Однако даже в житиях святых топосы представляют собой и гибкие элементы нарратива[535]
. Некрологи священников периода поздней Российской империи в целом вписываются в два общих типа, которые отличаются друг от друга целым рядом различных, но не обязательно взаимоисключающих характеристик и разной манерой отношения к миру. Первый тип священника характеризуется тем, что он смиренный и скромный, удалившийся от суетных дел. Высшая слава, которой он ищет, не соотносится с достижениями в миру. Он всегда в ровном настроении, проявляя незлобивое присутствие духа и доброту. Он никогда не жалуется, даже если покаран несправедливо. Он требователен к себе, но невероятно терпим к слабостям других. Шутки и пустословие ему чужды. Он обожает книги, но читает только богословские тексты. Его излюбленная часть священнического бытия – служить литургию, в этом смысле он «не от мира сего». Некролог священника, подходящего под этот тип, описывает его так:Насколько о. Михаил был добр и снисxодителен к другим, насколько, если только не более, он был строг к себе. Строгое воздержание, скромность и умеренность во всем были его постоянными спутниками до гроба. Не любя роскоши, о. Михаил не любил и неряшливости. В доме у него царил уклад строгой церковности, такую теперь редко встретишь, и замечательный порядок[536]
.Второй тип отличает стремление высказывать всю правду, невзирая на последствия, и работать над совершенствованием внешнего мира. Чрезвычайно критически настроенный по отношению к себе, он осуждает и нравственные изъяны у других. Он считает себя пастырем и часто удостаивается признания за свое учительство и живые проповеди. Высокую оценку заслуживает постоянно его ум и эрудиция как в религиозной, так и в светской сфере, делая его «протоинтеллигентом». О. Алексей, пример этого второго типа, описан сыном так:
Даже в старческие годы своей жизни он не был ригористом, консерватором, оценивающим явления текущей жизни с точки зрения своего старого, «доброго» времени. Высоко ценя истинно доброе в старом времени, он с равным сочувствием относился к всем добрым и разумным веянием нового времени. У него не было, поэтому, старческой нетерпимости, досадливого «брюзжанья» не новые порядки. Вот почему и любила его молодежь, наезжавшая на правах товарищества к его детям. Самый внимательный и усердный читатель духовной периодической печати, почивший о. протоиерей не мог жить без газеты и любил читать разныя новинки в области светской публицистики и литературы, которые обыкновенно привозили ему его сыновья. Любил о. протоиерей побеседовать с каждым «свежим» человеком о текущей жизни, о злобах дня[537]

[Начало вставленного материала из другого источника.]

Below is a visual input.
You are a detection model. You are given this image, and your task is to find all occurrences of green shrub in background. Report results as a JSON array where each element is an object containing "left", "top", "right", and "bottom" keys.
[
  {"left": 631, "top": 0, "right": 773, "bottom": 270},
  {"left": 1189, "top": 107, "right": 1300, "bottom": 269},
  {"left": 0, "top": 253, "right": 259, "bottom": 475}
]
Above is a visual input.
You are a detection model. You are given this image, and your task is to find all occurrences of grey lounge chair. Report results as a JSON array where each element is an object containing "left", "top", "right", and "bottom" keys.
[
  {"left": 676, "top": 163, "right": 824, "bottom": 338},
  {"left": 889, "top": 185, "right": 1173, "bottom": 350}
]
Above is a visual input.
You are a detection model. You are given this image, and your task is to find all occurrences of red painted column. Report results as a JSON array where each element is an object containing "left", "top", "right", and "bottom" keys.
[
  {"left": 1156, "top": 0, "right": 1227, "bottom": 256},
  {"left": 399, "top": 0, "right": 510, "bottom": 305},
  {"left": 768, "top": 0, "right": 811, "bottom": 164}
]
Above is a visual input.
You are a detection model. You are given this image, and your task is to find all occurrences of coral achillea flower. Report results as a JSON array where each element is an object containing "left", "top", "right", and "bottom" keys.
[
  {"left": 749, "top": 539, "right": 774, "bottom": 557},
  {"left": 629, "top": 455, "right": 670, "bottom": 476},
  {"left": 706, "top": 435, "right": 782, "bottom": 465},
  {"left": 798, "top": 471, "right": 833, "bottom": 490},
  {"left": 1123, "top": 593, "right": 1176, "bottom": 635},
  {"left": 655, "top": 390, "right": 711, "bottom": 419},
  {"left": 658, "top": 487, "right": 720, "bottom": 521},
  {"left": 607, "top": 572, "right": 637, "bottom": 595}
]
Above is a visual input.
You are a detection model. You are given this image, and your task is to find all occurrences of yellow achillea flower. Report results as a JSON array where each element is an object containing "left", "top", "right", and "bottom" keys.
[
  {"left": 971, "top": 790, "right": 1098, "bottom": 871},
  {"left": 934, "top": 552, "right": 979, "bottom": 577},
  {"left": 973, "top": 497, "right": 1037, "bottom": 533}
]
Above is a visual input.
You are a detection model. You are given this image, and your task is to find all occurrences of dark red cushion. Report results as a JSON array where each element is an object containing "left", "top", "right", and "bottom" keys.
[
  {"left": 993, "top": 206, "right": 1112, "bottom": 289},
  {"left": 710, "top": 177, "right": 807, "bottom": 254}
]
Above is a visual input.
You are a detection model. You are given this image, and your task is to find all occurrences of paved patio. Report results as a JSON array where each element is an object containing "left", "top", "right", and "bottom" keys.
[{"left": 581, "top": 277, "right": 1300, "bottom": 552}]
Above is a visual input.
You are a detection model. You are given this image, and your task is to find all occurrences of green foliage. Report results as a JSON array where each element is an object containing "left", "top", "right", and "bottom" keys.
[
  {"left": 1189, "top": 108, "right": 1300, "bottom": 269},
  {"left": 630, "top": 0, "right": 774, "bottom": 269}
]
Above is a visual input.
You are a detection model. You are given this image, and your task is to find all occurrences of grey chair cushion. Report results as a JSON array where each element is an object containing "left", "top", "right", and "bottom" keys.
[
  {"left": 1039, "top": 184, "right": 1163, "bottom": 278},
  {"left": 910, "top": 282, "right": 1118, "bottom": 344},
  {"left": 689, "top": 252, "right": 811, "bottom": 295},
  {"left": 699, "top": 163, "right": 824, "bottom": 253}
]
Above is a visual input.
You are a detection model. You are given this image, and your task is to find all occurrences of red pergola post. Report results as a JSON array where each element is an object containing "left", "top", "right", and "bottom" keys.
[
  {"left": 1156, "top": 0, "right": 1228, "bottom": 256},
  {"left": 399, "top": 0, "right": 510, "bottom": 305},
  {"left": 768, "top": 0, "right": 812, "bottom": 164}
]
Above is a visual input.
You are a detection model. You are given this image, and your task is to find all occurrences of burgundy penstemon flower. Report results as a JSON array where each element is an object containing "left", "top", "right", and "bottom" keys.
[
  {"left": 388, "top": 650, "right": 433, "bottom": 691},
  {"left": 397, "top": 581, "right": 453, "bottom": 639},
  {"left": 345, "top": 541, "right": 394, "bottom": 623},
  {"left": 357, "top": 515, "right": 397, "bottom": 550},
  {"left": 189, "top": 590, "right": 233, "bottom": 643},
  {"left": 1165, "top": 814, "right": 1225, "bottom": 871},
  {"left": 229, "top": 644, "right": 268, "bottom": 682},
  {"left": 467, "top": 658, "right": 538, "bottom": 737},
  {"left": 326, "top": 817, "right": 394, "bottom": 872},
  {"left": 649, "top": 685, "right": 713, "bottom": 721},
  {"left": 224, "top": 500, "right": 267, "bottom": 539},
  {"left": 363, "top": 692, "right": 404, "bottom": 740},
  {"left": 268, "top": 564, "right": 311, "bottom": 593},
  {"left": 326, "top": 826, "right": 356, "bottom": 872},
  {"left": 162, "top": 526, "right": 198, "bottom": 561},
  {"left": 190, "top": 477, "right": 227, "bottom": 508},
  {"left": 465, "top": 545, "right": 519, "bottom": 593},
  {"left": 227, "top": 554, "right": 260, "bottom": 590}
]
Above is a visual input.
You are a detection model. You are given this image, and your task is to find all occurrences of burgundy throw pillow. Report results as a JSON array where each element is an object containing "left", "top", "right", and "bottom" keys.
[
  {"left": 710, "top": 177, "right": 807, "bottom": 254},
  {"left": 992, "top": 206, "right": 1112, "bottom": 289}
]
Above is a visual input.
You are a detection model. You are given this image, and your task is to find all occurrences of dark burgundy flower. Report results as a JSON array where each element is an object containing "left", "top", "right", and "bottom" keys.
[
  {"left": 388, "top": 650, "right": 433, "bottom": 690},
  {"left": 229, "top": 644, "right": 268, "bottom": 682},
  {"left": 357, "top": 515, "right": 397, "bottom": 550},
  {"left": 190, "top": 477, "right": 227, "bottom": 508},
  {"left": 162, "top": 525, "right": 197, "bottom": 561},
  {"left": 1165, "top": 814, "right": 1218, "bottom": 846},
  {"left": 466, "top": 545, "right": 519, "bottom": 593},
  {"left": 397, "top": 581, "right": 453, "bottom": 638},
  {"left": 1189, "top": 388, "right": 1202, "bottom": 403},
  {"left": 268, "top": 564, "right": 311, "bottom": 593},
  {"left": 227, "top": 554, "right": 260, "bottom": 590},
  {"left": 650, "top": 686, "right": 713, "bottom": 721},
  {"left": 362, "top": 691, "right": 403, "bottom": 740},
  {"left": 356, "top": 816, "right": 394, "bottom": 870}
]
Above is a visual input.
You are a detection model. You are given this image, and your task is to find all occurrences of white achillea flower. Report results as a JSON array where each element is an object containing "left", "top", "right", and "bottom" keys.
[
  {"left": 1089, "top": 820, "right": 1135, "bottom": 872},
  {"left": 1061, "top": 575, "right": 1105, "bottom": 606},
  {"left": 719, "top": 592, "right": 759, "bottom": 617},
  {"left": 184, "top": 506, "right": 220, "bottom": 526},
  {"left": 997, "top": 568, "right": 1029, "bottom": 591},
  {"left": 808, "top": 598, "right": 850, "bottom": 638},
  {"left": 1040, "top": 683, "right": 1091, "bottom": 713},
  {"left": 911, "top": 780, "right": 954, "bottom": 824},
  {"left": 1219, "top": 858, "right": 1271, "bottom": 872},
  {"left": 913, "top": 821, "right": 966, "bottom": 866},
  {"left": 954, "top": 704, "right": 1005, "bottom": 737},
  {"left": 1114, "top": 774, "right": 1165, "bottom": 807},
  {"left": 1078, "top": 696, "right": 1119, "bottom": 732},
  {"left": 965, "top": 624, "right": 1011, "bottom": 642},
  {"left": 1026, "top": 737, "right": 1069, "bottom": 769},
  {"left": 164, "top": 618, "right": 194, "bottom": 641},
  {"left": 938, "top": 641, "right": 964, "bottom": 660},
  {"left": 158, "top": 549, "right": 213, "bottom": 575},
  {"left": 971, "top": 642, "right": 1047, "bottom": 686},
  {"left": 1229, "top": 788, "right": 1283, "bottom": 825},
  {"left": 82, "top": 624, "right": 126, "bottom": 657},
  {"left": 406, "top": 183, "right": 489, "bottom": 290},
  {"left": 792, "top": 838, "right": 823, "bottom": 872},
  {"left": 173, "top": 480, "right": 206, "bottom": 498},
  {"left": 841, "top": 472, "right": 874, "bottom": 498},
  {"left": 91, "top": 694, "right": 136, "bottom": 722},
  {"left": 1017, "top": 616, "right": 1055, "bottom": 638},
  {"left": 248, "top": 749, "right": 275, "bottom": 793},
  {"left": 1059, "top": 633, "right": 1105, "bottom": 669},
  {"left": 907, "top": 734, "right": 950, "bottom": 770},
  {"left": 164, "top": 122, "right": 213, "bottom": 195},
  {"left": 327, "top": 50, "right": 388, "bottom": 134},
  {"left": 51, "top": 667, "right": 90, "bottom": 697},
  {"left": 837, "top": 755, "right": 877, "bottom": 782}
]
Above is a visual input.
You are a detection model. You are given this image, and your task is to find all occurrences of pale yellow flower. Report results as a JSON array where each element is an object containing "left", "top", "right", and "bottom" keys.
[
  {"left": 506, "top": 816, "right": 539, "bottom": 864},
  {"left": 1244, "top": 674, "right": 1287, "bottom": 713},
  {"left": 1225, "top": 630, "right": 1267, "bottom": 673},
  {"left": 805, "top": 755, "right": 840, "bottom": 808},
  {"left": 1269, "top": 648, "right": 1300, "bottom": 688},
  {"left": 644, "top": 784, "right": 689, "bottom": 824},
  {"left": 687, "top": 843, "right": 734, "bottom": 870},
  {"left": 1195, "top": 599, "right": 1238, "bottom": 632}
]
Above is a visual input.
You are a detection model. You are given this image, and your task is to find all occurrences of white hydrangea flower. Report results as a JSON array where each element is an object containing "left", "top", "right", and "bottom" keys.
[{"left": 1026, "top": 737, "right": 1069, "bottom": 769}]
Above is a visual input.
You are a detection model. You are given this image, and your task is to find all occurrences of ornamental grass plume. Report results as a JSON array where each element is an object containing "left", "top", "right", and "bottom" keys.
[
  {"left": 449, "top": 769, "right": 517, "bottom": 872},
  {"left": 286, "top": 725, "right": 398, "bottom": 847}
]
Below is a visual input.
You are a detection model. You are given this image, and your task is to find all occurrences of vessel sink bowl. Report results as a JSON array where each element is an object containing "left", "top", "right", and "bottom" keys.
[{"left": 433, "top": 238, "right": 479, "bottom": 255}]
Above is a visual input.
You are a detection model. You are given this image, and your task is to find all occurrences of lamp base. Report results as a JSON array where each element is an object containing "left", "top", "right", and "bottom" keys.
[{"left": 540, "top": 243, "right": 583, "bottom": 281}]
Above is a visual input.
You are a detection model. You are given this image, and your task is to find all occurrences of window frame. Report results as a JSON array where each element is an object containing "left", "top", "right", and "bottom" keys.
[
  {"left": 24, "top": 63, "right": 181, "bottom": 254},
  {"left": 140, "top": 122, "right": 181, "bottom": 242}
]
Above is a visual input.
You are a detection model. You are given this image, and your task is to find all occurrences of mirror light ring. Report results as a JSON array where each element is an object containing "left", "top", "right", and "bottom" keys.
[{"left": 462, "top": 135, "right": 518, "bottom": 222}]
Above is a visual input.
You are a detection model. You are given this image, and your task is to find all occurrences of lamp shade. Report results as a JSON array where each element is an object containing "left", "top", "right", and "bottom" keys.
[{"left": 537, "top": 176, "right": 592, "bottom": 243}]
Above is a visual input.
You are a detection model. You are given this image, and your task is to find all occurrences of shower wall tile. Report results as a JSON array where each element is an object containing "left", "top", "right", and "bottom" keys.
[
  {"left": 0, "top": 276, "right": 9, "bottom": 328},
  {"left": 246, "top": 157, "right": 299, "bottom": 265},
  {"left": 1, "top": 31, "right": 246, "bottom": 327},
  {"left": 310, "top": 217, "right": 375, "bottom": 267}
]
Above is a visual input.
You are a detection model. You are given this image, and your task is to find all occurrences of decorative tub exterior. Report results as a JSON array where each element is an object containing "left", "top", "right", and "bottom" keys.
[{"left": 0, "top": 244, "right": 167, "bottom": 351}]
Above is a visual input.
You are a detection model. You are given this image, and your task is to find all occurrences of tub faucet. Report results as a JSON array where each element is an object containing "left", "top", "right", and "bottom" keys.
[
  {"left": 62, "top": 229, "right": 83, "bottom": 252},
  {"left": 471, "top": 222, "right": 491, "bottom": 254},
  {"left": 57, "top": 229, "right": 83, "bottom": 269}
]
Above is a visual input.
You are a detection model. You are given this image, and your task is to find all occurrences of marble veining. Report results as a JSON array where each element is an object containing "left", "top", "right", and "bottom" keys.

.Церковные историки XIX века в России указывали на существование двух житийных моделей, возводя их к конфликту XVI века между двумя группами монашествующих. Суть их разногласий состояла в разности отношения к внешнему миру: первые собирались изменить мир с помощью благотворительности и образования; вторые стремились преодолеть мир, уходя в молитву и созерцание. Опираясь на достижения развивавшейся дисциплины истории церкви, церковные историки подчеркивали, что духовные вожди обеих монашеских групп были канонизированы, и указывали на то, что оба идеала сохраняли свою актуальность и в позднеимперский период. Оба типа были представлены в изданиях житий «для народа» в XIX веке под видом отшельников-мучеников и святых князей-воинов[538]
. Несмотря на очевидные различия между этими двумя церковными архетипами, в действительности они не были бинарной моделью. Определенные черты были общими, а их казавшиеся различными практики были нередко результатом применения одних и тех же ценностных установок в разных сферах, – обстоятельство, на которое указывал уже вышедший в 1908 году учебник церковной истории[539].